One clear night, my husband and I dined outdoors below the Athenian Acropolis. The Parthenon could’ve been romantic alight within its ruins if it were not for its bloody history. Throughout our world’s art museums and public gardens, you cannot avoid paintings and statues of obscenely muscular gods raping women.
When the Michigan Opera Theatre performed Elektra, I was there with my Art Buddy. This detestable story is strung with infanticide and matricide to its end; speaks of humankind’s hubris and bloodlust. I don’t think modern man needs Greek and Roman lore to see what beasts we can be. We have Hollywood and Media.
Many intellectuals and scholars still cling to the primacy of classical mythology as the foundation of a respectable education. Cass Gilbert, architect of the Detroit Public Library, commissioned the building’s brass doors to give homage to our Greek and Roman literary forefathers.
Truly, I adore the artwork of those doors, the inspiration their beauty evokes. I see Homer in the uppermost panel, the personage of Greek epic poetry. His voice says, “Sing in me, Muse.” When I concluded Homer’s Odyssey, I determined his Muse sang enough myth to last my lifetime.

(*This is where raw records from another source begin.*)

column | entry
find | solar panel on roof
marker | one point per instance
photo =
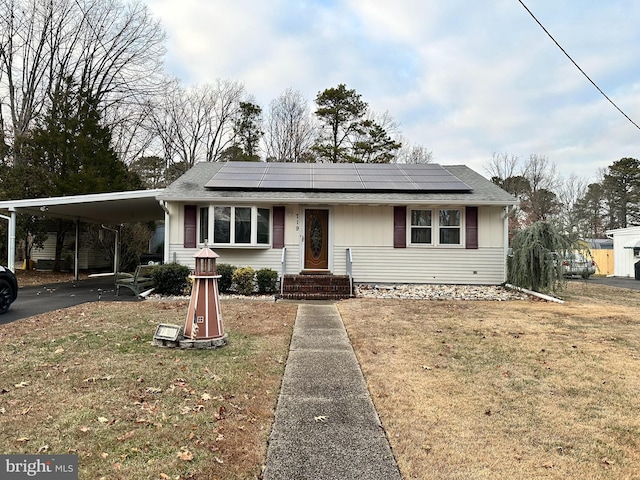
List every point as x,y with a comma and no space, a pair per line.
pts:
335,177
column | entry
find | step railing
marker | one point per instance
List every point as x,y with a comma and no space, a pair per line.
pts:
283,269
349,264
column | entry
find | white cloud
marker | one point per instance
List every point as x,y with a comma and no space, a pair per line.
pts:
463,78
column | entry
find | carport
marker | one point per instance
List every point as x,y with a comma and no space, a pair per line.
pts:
114,208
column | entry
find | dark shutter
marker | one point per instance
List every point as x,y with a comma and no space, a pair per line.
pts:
190,222
278,227
472,227
399,227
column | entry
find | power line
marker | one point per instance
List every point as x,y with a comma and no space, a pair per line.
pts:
578,66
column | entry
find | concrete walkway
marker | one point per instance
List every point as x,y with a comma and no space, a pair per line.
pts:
326,426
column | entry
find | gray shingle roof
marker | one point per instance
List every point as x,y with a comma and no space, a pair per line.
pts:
190,187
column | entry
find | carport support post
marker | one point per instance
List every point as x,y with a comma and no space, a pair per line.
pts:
11,240
76,263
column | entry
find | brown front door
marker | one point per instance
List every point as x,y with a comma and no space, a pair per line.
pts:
316,244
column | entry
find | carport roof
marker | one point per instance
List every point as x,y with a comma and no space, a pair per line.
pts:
109,208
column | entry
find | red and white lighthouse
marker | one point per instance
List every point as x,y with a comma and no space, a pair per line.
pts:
204,320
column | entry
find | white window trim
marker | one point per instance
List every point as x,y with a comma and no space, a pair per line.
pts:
411,227
459,227
232,244
435,227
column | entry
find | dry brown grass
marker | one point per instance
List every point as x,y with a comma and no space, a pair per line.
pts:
86,380
510,390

Yes, in several of his writings, Wendell Berry draws profound meaning from Homer’s Odysseus and his marriage bed hewn from a tree. The tree is a mighty redemptive symbol throughout civilizations, literature, and our holy scriptures. Alas, the reader must endure the wrath of Odysseus’s gods to reach this worthy image of his home and wife’s fidelity.
Edwin Blashfield included Pindar, the Greek poet, in his Poetry Mural of the Detroit Public Library’s magnificent barreled vault. No matter what mood or angle I approach Pindar’s prose, the fog of graphic horror never lifts to reveal a realistic, fine edge of purpose.
For instance, Pindar wrote the Olympian Ode, a legend of cannibalism; Tantalus serving his son, Pelops, to the gods he invited for dinner. Naturally, his deities weren’t happy about that. What was Pindar’s point?
Dear Reader, why waste time deciphering myth? We have The Dollmaker by Harriette Arnow and many other remarkable, eloquent books to read, for Heaven’s sake.
“We have listened long enough to the courtly muses of Europe,” Ralph Waldo Emerson said. I lean toward his opinion rather than Thomas Bulfinch’s. His Age of Fable (1855) claims the study of myth “could promote virtue and happiness even if it was not useful knowledge.”
I prefer not to gamble on that possibility. The most virtuous and happy people I know haven’t read one word of Greek and Roman mythology, and they’re marvelous storytellers. Speaking true and clear, they’ve encouraged my life-long relationship with literature.
If you need a cure for mythology, I prescribe The Lilac Girl by Ralph Henry Barbour, a gift from a friend when I needed it. The characters, entirely believable and charming, live in a place spared angry Greek gods.